I’m confused by the HDR thing fairly frequently - I don’t have any 4K displays in my house, although I do have an HDR-capable TV, but only a few apps/games have tried to kick the HDR on (Fleabag on Amazon automatically shifted over to HDR for season 2, and I found it didn’t look as good, honestly. It might have just been that title wasn’t converted/applied well). I understand that there are separate tags/flags that are sent along with the picture info that tell the tv what color range and values to apply to the image, so my understanding (and this is the part where I want someone to please pick this apart and explain it to me, haha) is that when the stream is fast enough to make 4K HDR viable, it switches over from the SDR file to this 4K file.
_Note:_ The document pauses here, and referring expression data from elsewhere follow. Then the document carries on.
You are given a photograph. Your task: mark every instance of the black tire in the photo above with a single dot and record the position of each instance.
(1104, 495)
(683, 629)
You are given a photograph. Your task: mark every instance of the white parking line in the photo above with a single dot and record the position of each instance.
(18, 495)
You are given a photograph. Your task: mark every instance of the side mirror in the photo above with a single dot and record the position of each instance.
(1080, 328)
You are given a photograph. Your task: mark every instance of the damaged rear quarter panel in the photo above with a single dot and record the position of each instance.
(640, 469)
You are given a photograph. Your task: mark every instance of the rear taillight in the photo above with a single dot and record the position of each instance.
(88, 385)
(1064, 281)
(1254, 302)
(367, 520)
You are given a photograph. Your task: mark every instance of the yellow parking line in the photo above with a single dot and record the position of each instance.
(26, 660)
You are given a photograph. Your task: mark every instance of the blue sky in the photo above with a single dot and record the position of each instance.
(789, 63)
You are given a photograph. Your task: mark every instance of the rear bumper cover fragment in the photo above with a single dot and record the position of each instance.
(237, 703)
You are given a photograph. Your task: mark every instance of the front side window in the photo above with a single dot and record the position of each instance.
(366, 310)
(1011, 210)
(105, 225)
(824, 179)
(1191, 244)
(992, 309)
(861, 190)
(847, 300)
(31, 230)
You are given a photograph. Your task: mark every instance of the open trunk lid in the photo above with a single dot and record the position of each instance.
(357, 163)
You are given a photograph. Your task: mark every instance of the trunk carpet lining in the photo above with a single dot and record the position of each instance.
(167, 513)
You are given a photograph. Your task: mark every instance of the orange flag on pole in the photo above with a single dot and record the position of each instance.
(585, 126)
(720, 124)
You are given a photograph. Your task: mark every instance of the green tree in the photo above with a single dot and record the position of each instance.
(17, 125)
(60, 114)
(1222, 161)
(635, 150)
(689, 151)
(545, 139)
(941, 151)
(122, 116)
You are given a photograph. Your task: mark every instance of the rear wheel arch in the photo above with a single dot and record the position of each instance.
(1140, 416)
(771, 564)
This 4K file is now basically as flat as possible because the HDR tags/flags need to be applied to it, and those tags will change on a scene to scene basis.
but the 1080p file that I’m getting when I watch any of the Star Wars movies - those files are sourced from the same 4K master. Is the primary difference that their color grading isn’t sent along as additional picture information, but baked into the file/stream itself?
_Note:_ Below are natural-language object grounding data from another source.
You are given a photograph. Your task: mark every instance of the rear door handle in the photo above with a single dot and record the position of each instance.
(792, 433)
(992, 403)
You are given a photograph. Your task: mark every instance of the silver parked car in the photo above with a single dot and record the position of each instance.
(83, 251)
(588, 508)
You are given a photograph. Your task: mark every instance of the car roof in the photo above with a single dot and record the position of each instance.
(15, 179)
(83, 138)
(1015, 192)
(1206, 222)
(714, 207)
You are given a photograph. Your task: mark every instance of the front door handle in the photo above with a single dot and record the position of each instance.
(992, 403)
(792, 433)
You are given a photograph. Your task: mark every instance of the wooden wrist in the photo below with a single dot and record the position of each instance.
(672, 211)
And while HDR colors/contrast should have more pop, depth, and vibrancy, there should be a general similarity between what it was graded to look like at 2K/1080p, and what it looks like in 4K, right? Like you shouldn’t go from one to the other and have the other look markedly different in terms of color temperature and contrast levels beyond the basic advantages that the expanded range will provide?
When I bring up Attack of the Clones in 1080p, it doesn’t look the same as my blu-ray. When I bring up Star Wars, it DEFINITELY doesn’t look the same as my blu-ray. That’s how it’s supposed to be even at standard def, correct?